What is the true age of the Great Sphinx of Giza? There is a lot of discussion and much controversy among Egyptologists concerning its origin, and no one has yet been able to find a date or inscription that will settle the dispute. The evidence, according to a large group of scientists, is the human visage of the statue. They believe it can be dated to the time of the Pharaoh Khafra (Khefren) who ruled about 4,500 years ago, by the style of the headdress the Sphinx wears. But the fact that the head is so much smaller in proportion to the body of the beast is, for many, a clear signal that the Sphinx was changed at that time, and the resulting theory is that the original appearance of the great stone lion was quite different. No one can determine the precise time the original statue was constructed. Some serious scientists have estimated that it may be 10,000 years or older.
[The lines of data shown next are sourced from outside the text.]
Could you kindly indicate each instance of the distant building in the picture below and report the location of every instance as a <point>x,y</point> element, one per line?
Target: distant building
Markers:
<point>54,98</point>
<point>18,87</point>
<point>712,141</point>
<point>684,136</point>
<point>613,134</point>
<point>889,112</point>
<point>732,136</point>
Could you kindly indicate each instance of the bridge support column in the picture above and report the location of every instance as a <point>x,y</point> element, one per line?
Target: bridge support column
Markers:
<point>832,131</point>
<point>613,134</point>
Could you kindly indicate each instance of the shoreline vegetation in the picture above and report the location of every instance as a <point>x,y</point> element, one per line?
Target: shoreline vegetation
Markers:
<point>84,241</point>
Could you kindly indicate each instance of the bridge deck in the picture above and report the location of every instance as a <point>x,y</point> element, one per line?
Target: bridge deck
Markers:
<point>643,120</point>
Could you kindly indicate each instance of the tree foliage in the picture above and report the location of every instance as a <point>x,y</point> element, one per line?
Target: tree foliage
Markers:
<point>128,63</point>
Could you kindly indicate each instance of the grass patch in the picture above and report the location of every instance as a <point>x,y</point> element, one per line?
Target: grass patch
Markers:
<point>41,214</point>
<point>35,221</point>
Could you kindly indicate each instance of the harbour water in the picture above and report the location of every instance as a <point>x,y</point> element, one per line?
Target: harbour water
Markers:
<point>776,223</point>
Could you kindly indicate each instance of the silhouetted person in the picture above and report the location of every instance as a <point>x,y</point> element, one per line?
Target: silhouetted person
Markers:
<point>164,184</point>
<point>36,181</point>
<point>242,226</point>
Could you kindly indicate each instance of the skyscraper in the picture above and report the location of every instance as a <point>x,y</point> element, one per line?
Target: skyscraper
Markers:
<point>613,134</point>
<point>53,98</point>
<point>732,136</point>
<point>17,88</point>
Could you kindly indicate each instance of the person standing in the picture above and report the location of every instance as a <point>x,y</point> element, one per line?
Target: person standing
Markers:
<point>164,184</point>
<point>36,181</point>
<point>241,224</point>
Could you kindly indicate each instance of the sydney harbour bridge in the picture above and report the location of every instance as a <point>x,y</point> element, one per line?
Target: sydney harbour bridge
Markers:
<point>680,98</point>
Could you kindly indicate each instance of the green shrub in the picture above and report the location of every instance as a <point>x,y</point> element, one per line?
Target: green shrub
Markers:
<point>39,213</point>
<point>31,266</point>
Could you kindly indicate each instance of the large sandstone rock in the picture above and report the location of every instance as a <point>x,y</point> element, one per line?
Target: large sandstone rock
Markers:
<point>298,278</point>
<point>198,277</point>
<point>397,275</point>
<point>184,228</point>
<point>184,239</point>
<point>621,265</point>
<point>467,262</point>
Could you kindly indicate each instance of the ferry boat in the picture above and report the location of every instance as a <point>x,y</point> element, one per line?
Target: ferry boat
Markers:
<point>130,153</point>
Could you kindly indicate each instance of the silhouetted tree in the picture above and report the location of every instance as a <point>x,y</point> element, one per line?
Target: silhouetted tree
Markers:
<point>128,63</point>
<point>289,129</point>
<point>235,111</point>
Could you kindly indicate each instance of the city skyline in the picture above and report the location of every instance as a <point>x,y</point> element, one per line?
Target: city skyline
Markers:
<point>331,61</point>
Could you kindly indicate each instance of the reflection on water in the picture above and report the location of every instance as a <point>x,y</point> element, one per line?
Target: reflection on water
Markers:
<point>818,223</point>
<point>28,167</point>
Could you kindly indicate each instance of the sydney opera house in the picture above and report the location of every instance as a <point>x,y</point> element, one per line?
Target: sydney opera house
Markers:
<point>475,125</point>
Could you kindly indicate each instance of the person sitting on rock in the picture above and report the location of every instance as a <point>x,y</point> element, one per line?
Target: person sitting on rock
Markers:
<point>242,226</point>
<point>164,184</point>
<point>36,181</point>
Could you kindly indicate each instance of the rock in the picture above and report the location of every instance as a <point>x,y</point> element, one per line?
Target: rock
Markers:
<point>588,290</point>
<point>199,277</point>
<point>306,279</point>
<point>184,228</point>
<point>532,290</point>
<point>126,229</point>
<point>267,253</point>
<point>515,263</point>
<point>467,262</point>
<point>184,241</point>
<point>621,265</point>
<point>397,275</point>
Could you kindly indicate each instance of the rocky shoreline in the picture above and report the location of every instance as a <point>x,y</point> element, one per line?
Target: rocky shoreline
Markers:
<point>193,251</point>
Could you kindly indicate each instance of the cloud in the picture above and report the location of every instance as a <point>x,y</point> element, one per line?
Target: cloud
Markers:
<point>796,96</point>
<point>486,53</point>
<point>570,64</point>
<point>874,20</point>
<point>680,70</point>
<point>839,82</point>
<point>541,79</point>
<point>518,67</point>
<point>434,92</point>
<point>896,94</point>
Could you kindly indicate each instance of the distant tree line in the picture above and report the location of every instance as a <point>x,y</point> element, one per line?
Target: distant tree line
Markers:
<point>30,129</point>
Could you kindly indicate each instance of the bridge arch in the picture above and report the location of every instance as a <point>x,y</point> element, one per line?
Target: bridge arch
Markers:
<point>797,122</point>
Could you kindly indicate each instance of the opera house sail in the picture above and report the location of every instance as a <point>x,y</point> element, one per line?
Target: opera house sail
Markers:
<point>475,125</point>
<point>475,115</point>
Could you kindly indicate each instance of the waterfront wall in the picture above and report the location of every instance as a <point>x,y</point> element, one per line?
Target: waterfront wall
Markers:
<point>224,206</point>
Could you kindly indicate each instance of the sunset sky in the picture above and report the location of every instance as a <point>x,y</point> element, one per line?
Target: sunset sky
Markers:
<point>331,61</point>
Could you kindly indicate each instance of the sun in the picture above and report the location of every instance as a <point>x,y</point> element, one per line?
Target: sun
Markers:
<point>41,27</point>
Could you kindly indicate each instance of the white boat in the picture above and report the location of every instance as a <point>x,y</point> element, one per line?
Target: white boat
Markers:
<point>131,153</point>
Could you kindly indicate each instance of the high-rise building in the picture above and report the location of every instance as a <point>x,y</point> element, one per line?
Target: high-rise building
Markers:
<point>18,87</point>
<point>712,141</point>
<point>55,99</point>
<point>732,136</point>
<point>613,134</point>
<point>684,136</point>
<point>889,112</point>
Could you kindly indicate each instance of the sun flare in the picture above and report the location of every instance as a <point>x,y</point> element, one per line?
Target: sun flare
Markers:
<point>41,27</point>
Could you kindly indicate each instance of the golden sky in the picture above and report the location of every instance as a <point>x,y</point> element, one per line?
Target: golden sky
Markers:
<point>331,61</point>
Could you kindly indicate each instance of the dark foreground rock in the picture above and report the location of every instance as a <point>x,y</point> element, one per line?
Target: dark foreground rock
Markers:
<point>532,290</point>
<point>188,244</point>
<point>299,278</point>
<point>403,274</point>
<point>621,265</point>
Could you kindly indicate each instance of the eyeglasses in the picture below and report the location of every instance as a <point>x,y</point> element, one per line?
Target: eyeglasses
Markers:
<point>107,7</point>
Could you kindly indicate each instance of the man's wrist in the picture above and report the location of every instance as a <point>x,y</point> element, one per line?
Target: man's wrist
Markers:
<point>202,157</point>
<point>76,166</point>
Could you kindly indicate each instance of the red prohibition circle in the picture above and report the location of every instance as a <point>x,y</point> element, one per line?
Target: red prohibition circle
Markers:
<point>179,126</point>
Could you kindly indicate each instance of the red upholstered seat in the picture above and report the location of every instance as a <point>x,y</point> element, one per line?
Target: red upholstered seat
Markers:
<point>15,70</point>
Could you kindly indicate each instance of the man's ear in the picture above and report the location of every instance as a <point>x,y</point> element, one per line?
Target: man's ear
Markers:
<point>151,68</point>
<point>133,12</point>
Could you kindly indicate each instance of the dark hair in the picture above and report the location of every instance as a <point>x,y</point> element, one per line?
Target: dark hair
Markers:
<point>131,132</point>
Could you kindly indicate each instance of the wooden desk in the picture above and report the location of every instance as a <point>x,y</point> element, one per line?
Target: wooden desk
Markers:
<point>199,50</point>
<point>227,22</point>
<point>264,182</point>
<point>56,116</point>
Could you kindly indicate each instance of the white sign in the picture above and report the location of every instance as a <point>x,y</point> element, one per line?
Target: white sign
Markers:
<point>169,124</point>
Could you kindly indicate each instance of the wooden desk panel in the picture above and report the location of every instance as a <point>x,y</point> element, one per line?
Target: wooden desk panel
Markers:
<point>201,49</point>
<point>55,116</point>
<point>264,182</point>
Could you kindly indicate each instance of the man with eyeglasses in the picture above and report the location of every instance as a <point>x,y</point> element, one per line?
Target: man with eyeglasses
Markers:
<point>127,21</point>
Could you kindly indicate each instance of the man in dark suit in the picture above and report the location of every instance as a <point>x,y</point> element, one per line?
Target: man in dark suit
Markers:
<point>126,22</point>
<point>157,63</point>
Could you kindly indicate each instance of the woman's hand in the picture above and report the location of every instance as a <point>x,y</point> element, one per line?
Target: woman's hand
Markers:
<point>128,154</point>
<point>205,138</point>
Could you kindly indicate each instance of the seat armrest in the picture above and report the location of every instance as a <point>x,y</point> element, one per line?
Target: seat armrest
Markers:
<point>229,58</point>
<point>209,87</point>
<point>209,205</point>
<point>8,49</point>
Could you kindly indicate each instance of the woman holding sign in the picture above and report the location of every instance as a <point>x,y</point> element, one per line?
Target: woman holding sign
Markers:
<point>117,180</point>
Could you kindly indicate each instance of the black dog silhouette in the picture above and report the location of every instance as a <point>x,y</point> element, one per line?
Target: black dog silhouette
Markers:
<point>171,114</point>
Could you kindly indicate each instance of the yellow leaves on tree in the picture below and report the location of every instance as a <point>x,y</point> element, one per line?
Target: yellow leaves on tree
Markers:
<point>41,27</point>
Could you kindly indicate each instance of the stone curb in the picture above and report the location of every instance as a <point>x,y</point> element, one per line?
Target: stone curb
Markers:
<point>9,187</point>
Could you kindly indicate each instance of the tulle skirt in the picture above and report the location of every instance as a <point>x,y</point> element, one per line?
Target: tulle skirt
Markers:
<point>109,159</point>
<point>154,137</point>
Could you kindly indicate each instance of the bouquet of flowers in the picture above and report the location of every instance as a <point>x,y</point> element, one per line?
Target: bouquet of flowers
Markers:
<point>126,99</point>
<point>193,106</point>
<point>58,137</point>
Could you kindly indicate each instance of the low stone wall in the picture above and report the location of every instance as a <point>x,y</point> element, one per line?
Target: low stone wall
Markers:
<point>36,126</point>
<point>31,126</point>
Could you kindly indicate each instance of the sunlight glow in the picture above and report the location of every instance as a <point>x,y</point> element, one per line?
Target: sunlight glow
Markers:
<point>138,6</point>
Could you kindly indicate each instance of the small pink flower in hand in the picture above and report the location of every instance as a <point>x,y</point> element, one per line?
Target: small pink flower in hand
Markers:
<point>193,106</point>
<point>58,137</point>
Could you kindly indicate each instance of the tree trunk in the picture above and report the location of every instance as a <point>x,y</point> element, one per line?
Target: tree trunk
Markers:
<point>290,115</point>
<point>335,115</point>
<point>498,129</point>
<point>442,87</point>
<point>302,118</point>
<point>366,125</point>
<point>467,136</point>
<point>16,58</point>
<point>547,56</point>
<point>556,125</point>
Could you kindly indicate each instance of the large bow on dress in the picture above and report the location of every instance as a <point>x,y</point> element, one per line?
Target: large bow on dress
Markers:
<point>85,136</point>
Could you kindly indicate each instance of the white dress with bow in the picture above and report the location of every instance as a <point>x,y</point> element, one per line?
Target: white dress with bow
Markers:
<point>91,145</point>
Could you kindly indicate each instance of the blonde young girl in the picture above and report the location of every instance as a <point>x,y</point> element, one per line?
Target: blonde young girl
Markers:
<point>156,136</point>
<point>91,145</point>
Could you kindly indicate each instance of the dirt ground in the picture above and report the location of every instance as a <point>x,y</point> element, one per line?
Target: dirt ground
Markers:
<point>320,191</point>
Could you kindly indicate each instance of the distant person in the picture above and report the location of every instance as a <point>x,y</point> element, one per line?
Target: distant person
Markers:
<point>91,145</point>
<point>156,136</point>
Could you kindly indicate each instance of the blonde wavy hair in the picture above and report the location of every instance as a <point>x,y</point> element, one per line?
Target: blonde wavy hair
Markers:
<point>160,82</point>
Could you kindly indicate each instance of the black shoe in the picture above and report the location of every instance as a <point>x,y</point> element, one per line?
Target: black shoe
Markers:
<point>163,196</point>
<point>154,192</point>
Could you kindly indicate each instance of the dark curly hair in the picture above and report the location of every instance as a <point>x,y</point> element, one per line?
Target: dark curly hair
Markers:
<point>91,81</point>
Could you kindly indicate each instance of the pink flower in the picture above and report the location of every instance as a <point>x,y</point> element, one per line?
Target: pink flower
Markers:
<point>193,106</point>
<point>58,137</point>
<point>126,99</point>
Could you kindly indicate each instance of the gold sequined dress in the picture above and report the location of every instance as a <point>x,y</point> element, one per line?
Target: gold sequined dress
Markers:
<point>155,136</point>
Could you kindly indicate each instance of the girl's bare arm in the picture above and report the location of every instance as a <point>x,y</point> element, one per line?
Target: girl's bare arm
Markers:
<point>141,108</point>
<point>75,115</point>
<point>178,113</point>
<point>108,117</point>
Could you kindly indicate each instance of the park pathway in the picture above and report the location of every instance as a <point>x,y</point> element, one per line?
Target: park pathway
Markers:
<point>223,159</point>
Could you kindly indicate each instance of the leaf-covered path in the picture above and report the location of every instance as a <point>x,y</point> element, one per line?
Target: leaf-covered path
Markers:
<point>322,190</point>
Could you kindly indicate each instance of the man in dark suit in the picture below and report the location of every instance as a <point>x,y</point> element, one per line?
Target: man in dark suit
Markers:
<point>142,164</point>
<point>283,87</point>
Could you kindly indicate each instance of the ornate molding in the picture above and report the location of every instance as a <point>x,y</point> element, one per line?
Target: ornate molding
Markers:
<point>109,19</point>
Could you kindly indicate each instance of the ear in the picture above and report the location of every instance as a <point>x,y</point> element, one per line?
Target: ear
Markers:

The tiny colony of Nomo, far to the west of the Nile Valley, set out nearly 8,000 years ago to find a new home along the Great Water that some members of the tribe recalled from their young years. The Water lay many day’s distance across the treacherous sands of the Bab – the name they gave the Sahara Desert – and their exploration to find the water was a monumental task. But the explorers were successful and the tribe picked up all they could carry and resettled themselves beside the Great River, founding a village that grew into a town, and eventually into a nation, joining with many other tribes to form ancient Kmet, now called Egypt. They thrived there for millennia, growing and changing into a complex and sophisticated society ruled by Pharaohs, and became the builders of the mighty pyramids and temples that lie along the Nile, and creators of the greatest sculpture the world has ever seen: the mighty Sphinx of Giza.